Une femme qui trairait une vache découvrit son fils et sa fille se tenant par la main et s'éclipsant en cachette.
« Ronnie ! Mini ! Où allez-vous ? »
Les deux tressaillirent comme pris sur le fait par leur mère et tournèrent la tête en grimaçant.
« Vous étiez là ? »
« Où nos garnements essayaient-ils de filer en douce ? »
Les enfants étaient restés enfermés à cause de la pluie, ils devaient avoir hâte de sortir.
« À la clairière derrière le village. »
La femme mit les mains sur les hanches et dit d'un air sévère.

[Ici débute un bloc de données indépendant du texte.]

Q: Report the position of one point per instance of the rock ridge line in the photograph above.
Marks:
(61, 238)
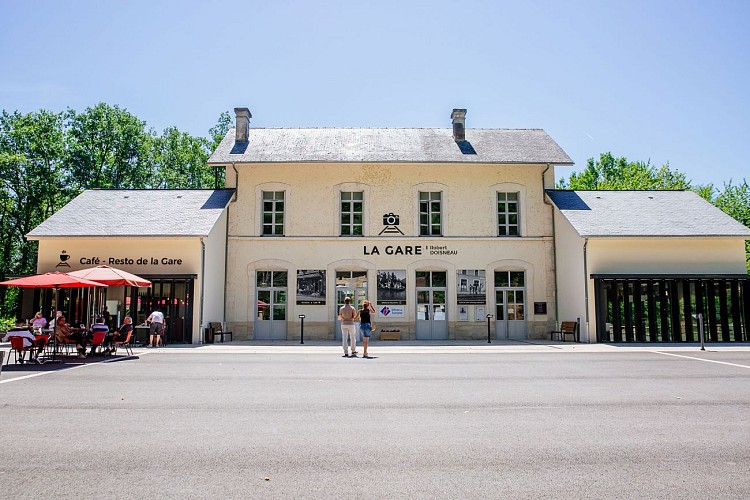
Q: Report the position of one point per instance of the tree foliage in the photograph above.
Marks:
(611, 173)
(47, 158)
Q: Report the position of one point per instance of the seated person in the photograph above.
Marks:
(65, 334)
(29, 339)
(99, 326)
(119, 335)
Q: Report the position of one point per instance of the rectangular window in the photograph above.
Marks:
(351, 213)
(273, 213)
(430, 214)
(507, 214)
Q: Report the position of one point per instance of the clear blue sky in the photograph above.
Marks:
(667, 81)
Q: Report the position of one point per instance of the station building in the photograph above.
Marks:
(452, 233)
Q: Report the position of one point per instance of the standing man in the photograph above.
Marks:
(348, 329)
(156, 320)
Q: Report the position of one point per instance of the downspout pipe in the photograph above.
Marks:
(586, 284)
(203, 286)
(554, 246)
(226, 243)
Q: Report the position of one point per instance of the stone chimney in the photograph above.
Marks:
(242, 130)
(458, 117)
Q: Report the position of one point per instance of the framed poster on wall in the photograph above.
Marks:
(470, 286)
(392, 287)
(479, 314)
(311, 287)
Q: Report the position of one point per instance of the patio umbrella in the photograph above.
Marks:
(110, 276)
(55, 281)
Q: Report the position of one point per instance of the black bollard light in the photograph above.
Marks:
(301, 328)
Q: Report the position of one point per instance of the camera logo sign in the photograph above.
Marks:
(391, 221)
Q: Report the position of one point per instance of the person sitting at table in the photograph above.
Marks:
(65, 334)
(119, 335)
(29, 339)
(99, 326)
(38, 323)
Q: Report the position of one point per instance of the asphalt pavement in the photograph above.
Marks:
(444, 420)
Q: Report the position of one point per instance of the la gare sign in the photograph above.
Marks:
(410, 250)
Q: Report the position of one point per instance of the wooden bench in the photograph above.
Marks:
(390, 334)
(566, 328)
(218, 332)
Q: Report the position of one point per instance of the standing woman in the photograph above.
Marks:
(365, 324)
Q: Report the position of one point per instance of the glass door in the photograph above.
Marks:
(510, 305)
(352, 284)
(432, 321)
(270, 312)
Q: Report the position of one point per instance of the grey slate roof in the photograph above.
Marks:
(390, 145)
(644, 214)
(170, 213)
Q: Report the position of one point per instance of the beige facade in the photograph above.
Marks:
(312, 240)
(181, 248)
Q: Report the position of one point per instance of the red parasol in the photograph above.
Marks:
(54, 280)
(51, 280)
(111, 276)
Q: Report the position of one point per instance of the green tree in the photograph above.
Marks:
(107, 148)
(179, 161)
(217, 134)
(32, 148)
(735, 201)
(611, 173)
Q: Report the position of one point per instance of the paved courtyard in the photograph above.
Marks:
(514, 420)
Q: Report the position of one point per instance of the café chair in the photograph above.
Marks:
(126, 343)
(97, 341)
(17, 347)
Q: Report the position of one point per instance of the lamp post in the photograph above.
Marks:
(489, 317)
(301, 328)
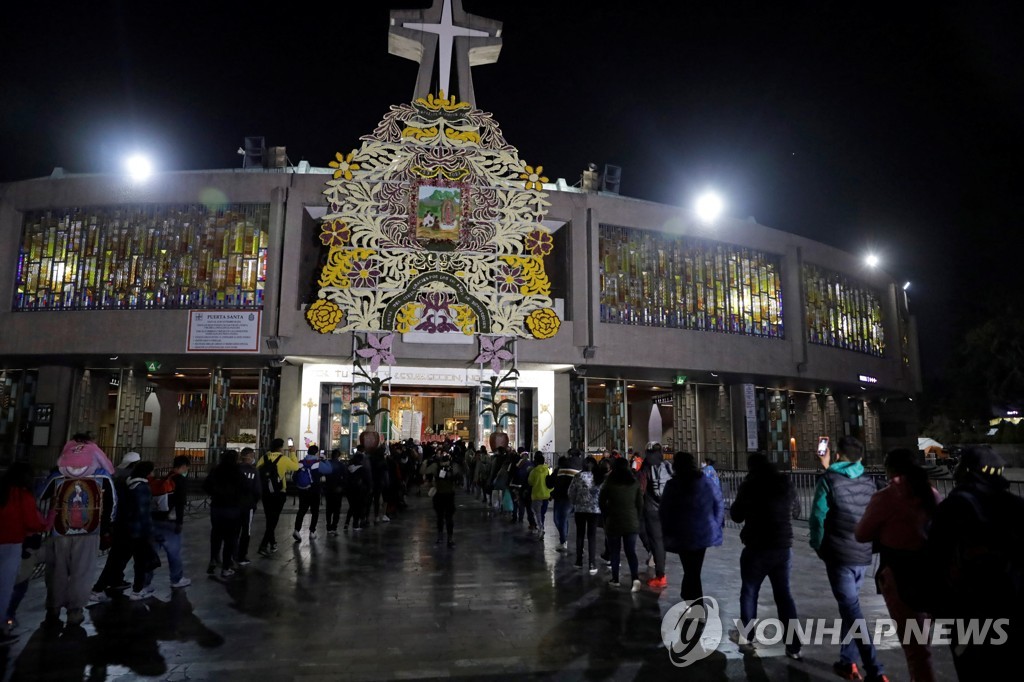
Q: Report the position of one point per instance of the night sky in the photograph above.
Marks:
(894, 127)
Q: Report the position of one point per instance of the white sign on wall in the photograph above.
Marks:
(223, 331)
(751, 412)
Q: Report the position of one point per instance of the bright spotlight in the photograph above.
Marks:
(709, 207)
(138, 167)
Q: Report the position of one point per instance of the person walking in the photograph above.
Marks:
(168, 519)
(841, 497)
(228, 491)
(584, 495)
(84, 498)
(540, 492)
(765, 505)
(308, 482)
(976, 549)
(138, 510)
(654, 474)
(446, 477)
(563, 476)
(334, 489)
(622, 505)
(896, 521)
(358, 484)
(247, 463)
(273, 469)
(19, 518)
(692, 515)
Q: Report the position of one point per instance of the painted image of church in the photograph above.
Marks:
(438, 213)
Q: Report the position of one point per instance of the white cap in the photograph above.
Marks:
(129, 459)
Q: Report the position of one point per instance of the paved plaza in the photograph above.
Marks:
(386, 603)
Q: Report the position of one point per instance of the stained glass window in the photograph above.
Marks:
(658, 280)
(842, 312)
(152, 256)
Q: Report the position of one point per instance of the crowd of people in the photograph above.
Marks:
(960, 557)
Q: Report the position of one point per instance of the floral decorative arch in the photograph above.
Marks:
(434, 224)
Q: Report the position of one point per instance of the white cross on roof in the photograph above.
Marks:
(416, 34)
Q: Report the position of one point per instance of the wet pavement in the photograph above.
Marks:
(385, 603)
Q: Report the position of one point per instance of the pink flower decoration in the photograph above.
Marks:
(493, 350)
(378, 350)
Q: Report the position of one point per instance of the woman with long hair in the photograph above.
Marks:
(692, 515)
(897, 520)
(584, 496)
(622, 504)
(18, 518)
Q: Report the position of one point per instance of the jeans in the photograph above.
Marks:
(540, 508)
(165, 537)
(775, 564)
(655, 544)
(273, 503)
(845, 582)
(308, 502)
(692, 561)
(587, 528)
(562, 510)
(615, 543)
(10, 560)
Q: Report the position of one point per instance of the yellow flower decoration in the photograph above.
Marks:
(465, 318)
(543, 324)
(325, 315)
(534, 178)
(407, 317)
(343, 165)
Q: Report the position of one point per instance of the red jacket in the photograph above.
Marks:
(19, 517)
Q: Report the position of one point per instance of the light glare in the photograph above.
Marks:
(709, 207)
(138, 167)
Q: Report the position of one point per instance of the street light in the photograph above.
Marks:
(138, 167)
(709, 207)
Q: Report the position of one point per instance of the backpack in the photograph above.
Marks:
(161, 489)
(272, 482)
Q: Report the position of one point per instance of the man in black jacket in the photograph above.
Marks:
(765, 505)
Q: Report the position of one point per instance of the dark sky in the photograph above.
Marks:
(895, 127)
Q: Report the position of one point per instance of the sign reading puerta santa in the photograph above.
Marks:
(433, 225)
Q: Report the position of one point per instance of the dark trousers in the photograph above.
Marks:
(615, 545)
(117, 561)
(586, 527)
(357, 507)
(755, 565)
(692, 565)
(655, 544)
(225, 524)
(332, 502)
(244, 534)
(444, 509)
(272, 505)
(308, 502)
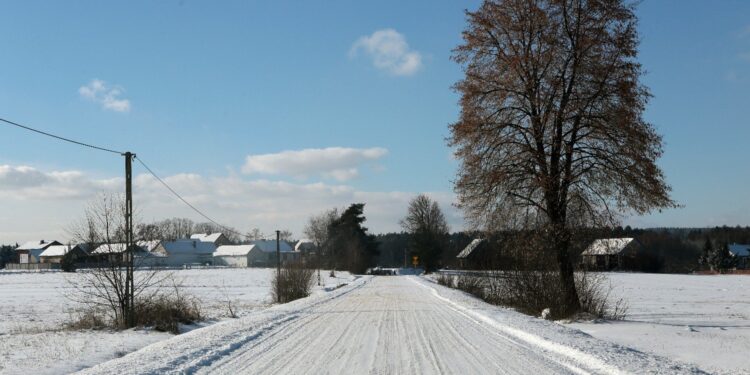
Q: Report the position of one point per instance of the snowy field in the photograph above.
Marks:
(389, 325)
(703, 320)
(34, 307)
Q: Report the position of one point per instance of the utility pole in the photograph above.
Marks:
(130, 265)
(278, 254)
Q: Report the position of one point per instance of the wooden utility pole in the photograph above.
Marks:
(278, 254)
(129, 246)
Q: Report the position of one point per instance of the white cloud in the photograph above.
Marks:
(28, 183)
(389, 52)
(339, 163)
(108, 97)
(231, 200)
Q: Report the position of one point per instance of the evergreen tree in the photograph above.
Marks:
(354, 249)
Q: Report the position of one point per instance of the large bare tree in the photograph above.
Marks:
(551, 134)
(428, 230)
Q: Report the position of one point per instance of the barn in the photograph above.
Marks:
(183, 253)
(611, 253)
(55, 253)
(741, 253)
(218, 239)
(30, 251)
(233, 255)
(261, 253)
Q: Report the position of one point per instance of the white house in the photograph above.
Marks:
(217, 239)
(233, 255)
(55, 253)
(182, 253)
(305, 247)
(261, 253)
(30, 251)
(610, 253)
(742, 254)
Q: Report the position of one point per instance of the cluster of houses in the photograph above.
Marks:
(204, 249)
(602, 255)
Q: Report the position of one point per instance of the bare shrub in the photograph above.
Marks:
(88, 319)
(595, 293)
(293, 282)
(472, 284)
(445, 280)
(165, 312)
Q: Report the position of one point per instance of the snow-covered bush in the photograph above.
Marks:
(293, 282)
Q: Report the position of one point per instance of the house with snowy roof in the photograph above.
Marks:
(116, 252)
(29, 252)
(608, 254)
(260, 253)
(217, 239)
(742, 255)
(305, 247)
(182, 253)
(55, 253)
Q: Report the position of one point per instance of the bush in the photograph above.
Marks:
(445, 280)
(162, 311)
(473, 285)
(293, 282)
(594, 292)
(165, 312)
(88, 319)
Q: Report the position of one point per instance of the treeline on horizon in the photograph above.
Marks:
(666, 250)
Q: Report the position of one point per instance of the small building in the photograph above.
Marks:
(611, 254)
(469, 253)
(305, 247)
(741, 253)
(183, 253)
(29, 252)
(55, 253)
(218, 239)
(260, 253)
(116, 252)
(233, 255)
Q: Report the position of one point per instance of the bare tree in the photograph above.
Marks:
(551, 134)
(254, 234)
(318, 230)
(428, 228)
(285, 235)
(107, 285)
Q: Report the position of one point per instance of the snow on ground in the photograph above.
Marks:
(388, 325)
(34, 307)
(699, 319)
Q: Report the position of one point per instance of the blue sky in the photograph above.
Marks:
(358, 90)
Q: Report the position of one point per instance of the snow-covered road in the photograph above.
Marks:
(387, 325)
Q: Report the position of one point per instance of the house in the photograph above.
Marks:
(30, 251)
(182, 253)
(611, 253)
(261, 253)
(742, 255)
(467, 253)
(116, 252)
(233, 255)
(305, 247)
(55, 253)
(218, 239)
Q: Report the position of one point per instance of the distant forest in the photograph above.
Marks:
(666, 250)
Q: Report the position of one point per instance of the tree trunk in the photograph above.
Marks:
(561, 242)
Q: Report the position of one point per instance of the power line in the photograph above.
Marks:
(186, 202)
(135, 157)
(59, 137)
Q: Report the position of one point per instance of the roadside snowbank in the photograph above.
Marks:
(33, 308)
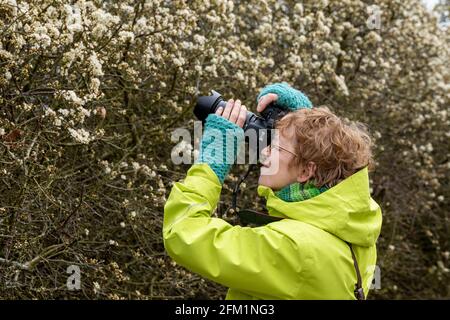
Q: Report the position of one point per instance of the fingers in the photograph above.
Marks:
(228, 108)
(219, 111)
(242, 116)
(265, 100)
(235, 112)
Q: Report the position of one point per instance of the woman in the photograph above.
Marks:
(314, 177)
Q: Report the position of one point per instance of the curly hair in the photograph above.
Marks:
(338, 147)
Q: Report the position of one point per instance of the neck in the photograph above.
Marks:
(299, 191)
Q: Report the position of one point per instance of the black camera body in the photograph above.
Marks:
(262, 125)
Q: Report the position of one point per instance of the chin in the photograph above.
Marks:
(265, 181)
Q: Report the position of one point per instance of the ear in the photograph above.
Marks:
(306, 173)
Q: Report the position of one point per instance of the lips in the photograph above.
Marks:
(261, 164)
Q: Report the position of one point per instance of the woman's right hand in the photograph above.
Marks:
(265, 100)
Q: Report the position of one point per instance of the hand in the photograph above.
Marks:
(265, 100)
(233, 112)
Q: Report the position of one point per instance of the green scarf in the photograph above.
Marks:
(299, 191)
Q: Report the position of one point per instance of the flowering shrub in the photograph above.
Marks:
(90, 90)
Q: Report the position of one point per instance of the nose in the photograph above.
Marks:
(265, 153)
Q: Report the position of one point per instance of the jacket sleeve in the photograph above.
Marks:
(260, 261)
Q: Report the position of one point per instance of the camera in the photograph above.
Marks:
(262, 125)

« D'accord. Mais vous n'avez absolument pas le droit d'aller à la montagne. »
Ronnie, avec sa touffe de cheveux rouges, se boucha les oreilles des deux mains et hocha vigoureusement la tête.
« Aah, je sais. Combien de fois vas-tu me le dire ? »
La femme poussa un profond soupir en regardant son fils ignorer ses paroles.
La mort de Sam ne pouvait pas encore être annoncée aux jeunes enfants. Elle ne pouvait que répéter qu'il y avait de loups effrayants, alors ils ne devaient jamais grimper à la montagne.
« Je sais que tu as toujours envie d'aller à la montagne, hein ? Il y a des trucs effrayants sur la montagne... »
« J'n'irai pas ! J'irai jamais ! Mini, on y va. »
Ronnie, qui coupa la parole à sa mère, poussa sa petite sœur Mini.
« D'accord ! Maman, j'y vais avec mon frère ! »
« D'accord, Mini. Il faut bien tenir la main de ton frère. »
« D'accord ! »
Les couettes rousses de Mini rebondirent mignonnement.